Klervi Thienpont tient le rôle-titre de l’Électre de Yourcenar, mise en scène par Denise Guilbault. Histoire d’"une quête qui se voulait absolue et qui va de désillusion en désillusion".

L’ARCHETYPE ET SON DOUBLE

À la veille d’incarner Électre, Klervi Thienpont se souvient: "Entre le moment où j’ai su que j’avais le rôle et celui où on a commencé les répétitions, j’ai vécu plusieurs mois de terrible angoisse. Quand on s’apprête à interpréter un personnage qui fait partie de la mythologie, c’est comme un monument, ça a l’air bien gros, bien loin. Même quand j’essayais d’apprendre mon texte, je ne savais plus trop par où le prendre. Alors ça m’a fait du bien quand on a commencé à travailler parce que, tout d’un coup, ça devenait concret." N’empêche, Denise Guilbault, elle, n’a jamais douté de son choix, alors que la jeune femme, consciencieuse et disponible, représente tout ce qu’elle aime chez une actrice. "C’est une insoumise, une fougueuse et Électre aussi est une rebelle", ajoute-t-elle.

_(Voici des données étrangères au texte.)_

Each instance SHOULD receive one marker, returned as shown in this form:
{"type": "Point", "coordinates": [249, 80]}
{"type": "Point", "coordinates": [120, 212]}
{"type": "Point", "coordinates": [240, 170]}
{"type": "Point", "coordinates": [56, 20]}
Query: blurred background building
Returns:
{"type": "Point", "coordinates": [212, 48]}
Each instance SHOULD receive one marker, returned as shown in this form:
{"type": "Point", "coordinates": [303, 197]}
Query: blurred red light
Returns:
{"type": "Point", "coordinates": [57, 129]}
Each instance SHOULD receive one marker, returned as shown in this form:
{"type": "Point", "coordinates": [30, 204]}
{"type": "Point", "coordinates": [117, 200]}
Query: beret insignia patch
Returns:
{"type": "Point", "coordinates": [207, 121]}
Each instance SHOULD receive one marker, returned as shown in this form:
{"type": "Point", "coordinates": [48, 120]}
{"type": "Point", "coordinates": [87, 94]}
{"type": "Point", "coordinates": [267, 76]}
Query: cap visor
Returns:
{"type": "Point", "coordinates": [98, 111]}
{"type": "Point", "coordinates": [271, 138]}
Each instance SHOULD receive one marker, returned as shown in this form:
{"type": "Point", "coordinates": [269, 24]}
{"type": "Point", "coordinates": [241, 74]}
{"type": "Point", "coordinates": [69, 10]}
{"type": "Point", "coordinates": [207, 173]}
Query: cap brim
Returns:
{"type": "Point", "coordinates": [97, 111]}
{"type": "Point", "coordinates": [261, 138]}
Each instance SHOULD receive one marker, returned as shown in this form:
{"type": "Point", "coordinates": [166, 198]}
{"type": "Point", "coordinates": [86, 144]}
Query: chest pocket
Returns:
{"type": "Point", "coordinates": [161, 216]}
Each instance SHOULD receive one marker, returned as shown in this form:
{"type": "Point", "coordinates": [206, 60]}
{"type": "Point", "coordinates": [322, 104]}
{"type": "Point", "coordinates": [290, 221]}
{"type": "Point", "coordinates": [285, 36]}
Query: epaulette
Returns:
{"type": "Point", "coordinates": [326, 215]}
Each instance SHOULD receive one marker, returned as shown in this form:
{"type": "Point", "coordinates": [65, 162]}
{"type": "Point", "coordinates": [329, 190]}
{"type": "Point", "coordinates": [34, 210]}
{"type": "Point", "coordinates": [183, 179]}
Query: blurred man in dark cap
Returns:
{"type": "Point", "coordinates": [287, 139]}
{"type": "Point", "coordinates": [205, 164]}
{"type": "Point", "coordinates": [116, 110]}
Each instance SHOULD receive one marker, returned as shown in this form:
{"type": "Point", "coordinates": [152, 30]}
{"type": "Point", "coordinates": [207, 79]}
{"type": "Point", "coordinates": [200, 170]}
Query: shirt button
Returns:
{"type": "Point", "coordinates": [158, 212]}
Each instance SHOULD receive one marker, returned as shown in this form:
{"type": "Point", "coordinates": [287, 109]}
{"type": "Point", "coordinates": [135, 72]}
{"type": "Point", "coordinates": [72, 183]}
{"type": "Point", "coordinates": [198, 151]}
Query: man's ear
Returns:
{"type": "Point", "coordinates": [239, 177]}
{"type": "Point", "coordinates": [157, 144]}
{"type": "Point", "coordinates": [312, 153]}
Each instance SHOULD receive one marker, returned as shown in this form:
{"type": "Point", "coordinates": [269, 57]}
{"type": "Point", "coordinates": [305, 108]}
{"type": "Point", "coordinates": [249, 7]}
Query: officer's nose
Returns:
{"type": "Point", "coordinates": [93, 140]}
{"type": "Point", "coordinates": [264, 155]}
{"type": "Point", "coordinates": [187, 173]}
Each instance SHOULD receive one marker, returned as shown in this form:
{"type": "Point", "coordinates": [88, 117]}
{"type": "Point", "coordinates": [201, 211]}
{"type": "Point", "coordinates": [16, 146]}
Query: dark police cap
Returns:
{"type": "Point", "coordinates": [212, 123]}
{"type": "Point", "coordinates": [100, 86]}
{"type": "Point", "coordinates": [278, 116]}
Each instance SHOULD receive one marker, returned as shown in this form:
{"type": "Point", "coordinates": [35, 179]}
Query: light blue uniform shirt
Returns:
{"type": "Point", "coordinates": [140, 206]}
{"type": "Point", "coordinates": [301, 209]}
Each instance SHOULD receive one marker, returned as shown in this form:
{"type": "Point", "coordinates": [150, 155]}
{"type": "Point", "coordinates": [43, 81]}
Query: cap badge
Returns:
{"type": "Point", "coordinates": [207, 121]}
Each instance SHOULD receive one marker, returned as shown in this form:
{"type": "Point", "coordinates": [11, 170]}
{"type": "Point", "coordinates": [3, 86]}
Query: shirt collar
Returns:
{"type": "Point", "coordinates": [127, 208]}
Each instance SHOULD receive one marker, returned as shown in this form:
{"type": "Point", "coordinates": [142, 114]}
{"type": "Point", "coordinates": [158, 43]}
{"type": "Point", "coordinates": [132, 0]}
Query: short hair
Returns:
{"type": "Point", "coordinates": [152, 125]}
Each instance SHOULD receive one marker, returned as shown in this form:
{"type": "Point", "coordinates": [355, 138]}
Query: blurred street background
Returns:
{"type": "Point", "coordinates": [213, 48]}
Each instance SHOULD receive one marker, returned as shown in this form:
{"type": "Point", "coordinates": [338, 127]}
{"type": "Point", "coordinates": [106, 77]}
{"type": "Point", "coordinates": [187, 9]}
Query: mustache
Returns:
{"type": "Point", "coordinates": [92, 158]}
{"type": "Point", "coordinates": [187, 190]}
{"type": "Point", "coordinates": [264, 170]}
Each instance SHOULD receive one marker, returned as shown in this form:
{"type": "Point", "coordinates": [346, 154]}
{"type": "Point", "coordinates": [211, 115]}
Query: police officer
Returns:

Ce personnage, elle en a par ailleurs saisi la résonance actuelle à l’occasion d’un repas au restaurant. À la table voisine, une jeune punk racontait à une travailleuse sociale qu’après la mort de son père, sa mère avait fait rentrer un nouveau chum à la maison et que, ne s’entendant pas avec lui, elle avait dû prendre la porte. Une histoire et d’autres images comparables qui ont beaucoup aidé Klervi dans la composition de cette héroïne, projetant depuis des années de venger, avec l’aide de son frère Oreste (Maxime Allen), le meurtre de son père Agamemnon par sa mère Clytemnestre (Linda Laplante) et son amant Égisthe (Denis Roy). "C’est ce qui me nourrissait le plus, cette énergie, cette dimension faisant écho à quelque chose de familier", confie-t-elle.

SOUS L’ASSAUT DU REFOULE

Il faut dire que Marguerite Yourcenar la première n’a pas hésité à s’approprier le mythe. À ce propos, Denise Guilbault remarque que la seconde partie du titre, Électre ou la Chute des masques, n’a rien d’innocent. "La vérité est beaucoup plus complexe qu’il n’y paraît, dans le sens où chacun peut avoir un motif, un intérêt caché, précise Klervi. Le parcours n’est pas linéaire, il passe par toutes sortes de vagues et il y a énormément de nuances. À un moment donné, ces motifs sont mis au jour et bien des convictions sont ébranlées par ce qui est dévoilé." "C’est ce qui fait la différence avec la tragédie de Sophocle ou d’Eschyle, où rien n’est remis en question, complète la metteure en scène. Ici, les personnages sont déstabilisés."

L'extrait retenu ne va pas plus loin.